Une vue d’ensemble : quand il ne s’agit pas seulement du texte
Selon le type de contenu humoristique que vous traduisez, vous pourriez être confronté à un défi supplémentaire : les références audio et visuelles qui y sont liées. Ceci est particulièrement pertinent dans toutes les formes de traduction audiovisuelle. Dans la localisation de jeux vidéo, nous pouvons voir cela constamment. Quelque chose qui est censé être drôle mais qui a aussi une image qui lui est liée et qui ne peut être ignorée.

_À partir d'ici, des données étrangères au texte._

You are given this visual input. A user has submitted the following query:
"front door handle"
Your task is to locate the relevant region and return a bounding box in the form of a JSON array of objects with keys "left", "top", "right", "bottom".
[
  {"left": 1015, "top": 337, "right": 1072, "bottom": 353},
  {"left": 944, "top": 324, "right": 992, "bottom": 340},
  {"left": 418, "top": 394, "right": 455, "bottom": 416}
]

Dans cette situation, nous ne pouvons pas dissocier le texte du visuel et de l’audio. Par exemple, nous ne pouvons pas transcréer une blague telle que « Pourquoi le long visage ? » quand celle-ci est liée à une image de la tête d’un cheval. Cela pourrait en fait être traduit de manière simple en espagnol, puisque nous avons la même expression (« ¿ por qué esa cara larga ? »). Celle-ci a le double sens d’être triste et d’avoir littéralement un visage aux longs traits. Cependant, votre langue cible n’a pas toujours une telle expression. En conséquence, vous devrez transcréer quelque chose de drôle qui peut être lié d’une manière ou d’une autre à l’image du visage d’un cheval triste.
Pause pour rire
Il est bien connu que le timing est le secret de la comédie. Les punchlines sont particulièrement importantes lors de la livraison d’une blague. Les traducteurs doivent donc être attentifs à cela. Nous avons tous vu ce problème d’innombrables fois dans les sous-titres, lorsque la punchline apparaît à l’écran avant que l’acteur ne la livre. Cela peut constituer une déception pour le public car cela gâche singulièrement la blague. Les traducteurs doivent être particulièrement sensibles aux subtilités du timing. Ce ne sont pas seulement les mots que nous choisissons, mais aussi le moment où ils sont montrés ou prononcés qui comptent.
Préserver l’humour dans la langue cible
La difficulté de traduire une blague réside dans le fait que l’humour fait partie intégrante de la culture dans laquelle il a été créé. Les blagues les plus difficiles à traduire sont peut-être celles qui reposent sur des jeux de mots ou des facteurs culturels. Pensez à des blagues anglaises comme :
• « Je voulais chercher ma montre manquante, mais je n’ai jamais pu trouver le temps. »
• « Je me demandais pourquoi le baseball devenait plus gros. Puis ça m’a frappé.
• « Pourquoi Peter Pan vole-t-il tout le temps ? Il Neverlands.
• « Qu’est-il arrivé au gars qui a porté plainte pour ses bagages manquants ? » Réponse : « Il a perdu son procès. »
En tant que traducteurs, la tâche est difficile, oserait-on dire la responsabilité, de faire en sorte que de telles blagues fonctionnent pour le public cible.
Comme l’a dit Mark Twain, « La différence entre le mot juste et le mot presque juste est vraiment une grande question. C’est la différence entre la foudre et un insecte de foudre. » Trouver les bons mots pour préserver l’humour dans la langue cible est, en effet, une forme d’art et une affaire sérieuse.